While it may seem as if this engine is simply an assembly of parts thrown together, that’s absolutely not the case, according to Irwin.
“A lot of guys are just slapping these 3.8’s together with drop-in stuff, they don’t even pull the crankshaft out of them — they’ll just swap out the rods and pistons. We go through and balance the rotating assembly within half a gram, and ensure all of the bearing clearances are set properly. The bearings are set up and graded like the block — they are spec’d out by color; black, brown, green, yellow, and you pick and choose what bearing you need based on what you’re getting in your bearing clearance readings. These are the things guys just aren’t doing with these engines,” Irwin explains.
This particular engine build is good to 1200 wheel horsepower or so, and anything past this level we go a bit deeper and strongly recommend the use of more robust internals. – Joe Irwin, FFRE
Everything comes down to the attention to detail paid during the build process. For example, setting bearing clearances to the correct specifications to live under immense boost and power levels.
“We open the bearing clearances up a little bit from the factory specifications, and we go with what we have found to work in terms of adequate oil pressure. We do it in two different steps; 700, 800, 900 horsepower, we’ll run them a little bit tighter than the real big power builds. If the engine’s going to push 12 or 1,300 horsepower or more, you’re going to run into a little bit of crankshaft flex, and we’ll open the clearances up a little bit more on those,” Irwin explains.
One Of The FFRE GT-R Builds In TopSpeed’s In-House GT-R
FFRE has built dozens of GT-R short-blocks and engines to this point. For their all-out customers they have gone as large as 4.4-liters with specially-sleeved blocks and Sonny Bryant billet crankshafts among other requirements.
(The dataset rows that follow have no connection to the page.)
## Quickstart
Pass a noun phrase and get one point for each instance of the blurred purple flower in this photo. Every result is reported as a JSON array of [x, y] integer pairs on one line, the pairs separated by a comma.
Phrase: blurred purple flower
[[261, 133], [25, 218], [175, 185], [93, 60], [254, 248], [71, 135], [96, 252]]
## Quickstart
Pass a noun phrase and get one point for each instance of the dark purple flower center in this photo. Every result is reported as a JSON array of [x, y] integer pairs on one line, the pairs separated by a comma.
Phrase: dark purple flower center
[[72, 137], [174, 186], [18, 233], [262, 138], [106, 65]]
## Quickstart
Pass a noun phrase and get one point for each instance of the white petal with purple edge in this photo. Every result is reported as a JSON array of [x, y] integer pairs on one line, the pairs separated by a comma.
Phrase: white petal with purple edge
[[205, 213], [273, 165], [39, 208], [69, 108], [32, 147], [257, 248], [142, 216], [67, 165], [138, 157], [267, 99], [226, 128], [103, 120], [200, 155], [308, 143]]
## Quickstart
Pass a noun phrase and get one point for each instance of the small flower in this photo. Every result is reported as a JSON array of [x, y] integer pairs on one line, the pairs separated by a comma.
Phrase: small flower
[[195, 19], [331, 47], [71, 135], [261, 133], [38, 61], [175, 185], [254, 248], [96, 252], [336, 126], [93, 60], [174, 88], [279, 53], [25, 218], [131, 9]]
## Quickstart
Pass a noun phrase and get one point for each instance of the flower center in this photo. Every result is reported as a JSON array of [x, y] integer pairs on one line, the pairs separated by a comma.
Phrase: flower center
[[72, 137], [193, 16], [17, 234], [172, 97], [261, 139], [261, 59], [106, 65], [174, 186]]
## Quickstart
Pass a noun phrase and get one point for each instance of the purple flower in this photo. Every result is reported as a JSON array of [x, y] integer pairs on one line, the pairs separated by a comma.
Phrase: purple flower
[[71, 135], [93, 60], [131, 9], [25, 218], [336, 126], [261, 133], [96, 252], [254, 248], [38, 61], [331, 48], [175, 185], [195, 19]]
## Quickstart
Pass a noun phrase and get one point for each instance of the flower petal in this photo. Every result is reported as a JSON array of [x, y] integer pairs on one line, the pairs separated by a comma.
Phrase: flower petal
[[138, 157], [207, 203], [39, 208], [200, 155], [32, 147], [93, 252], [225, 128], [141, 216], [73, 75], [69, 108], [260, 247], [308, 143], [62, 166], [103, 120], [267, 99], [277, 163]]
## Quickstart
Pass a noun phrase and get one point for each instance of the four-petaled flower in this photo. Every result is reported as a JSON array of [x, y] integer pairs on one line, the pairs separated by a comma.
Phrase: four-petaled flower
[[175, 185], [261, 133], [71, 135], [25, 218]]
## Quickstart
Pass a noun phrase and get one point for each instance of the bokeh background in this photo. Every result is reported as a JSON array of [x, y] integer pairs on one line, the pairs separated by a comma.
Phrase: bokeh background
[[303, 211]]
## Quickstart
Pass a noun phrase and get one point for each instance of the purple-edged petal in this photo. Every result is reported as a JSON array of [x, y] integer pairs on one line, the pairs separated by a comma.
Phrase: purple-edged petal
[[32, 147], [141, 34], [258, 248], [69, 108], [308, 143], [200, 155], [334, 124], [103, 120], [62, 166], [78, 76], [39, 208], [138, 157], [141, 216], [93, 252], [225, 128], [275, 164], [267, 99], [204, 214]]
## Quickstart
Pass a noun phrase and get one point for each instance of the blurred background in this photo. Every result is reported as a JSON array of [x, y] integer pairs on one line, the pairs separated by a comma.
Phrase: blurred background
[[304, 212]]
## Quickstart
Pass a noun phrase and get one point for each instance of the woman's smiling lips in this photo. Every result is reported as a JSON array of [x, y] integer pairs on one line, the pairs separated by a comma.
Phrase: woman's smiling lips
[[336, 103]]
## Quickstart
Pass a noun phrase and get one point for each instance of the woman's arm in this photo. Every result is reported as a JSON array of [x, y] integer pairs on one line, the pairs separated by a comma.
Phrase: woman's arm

Those engines also have billet inserts placed in the block’s surface to build extra strength into the deck, and Irwin says that the challenge to keeping those serious competition engines alive is head gasket retention. In those engines, a Cometic MLS gasket is a necessity; water holes are omitted and other specifications changed in order to help the engines stay alive.
Setting trends isn’t easy. As seen in this article, it takes a partnership between manufacturer, builder, and racer in order to succeed.
This particular partnership between Fast Forward Race Engines, Diamond Pistons, and TopSpeed Motorsports has proven to be a fruitful one. Each principal works together to select the correct product for the application, from turbocharger to engine bearings, giving the end-user a performance advantage. As seen in the video above, the TopSpeed Motorsports Alpha 16 machine with FFRE power on board recently turned in an insane 212 mph blast at the WannaGoFast standing half-mile event in Clayton, Georgia. That’s fast.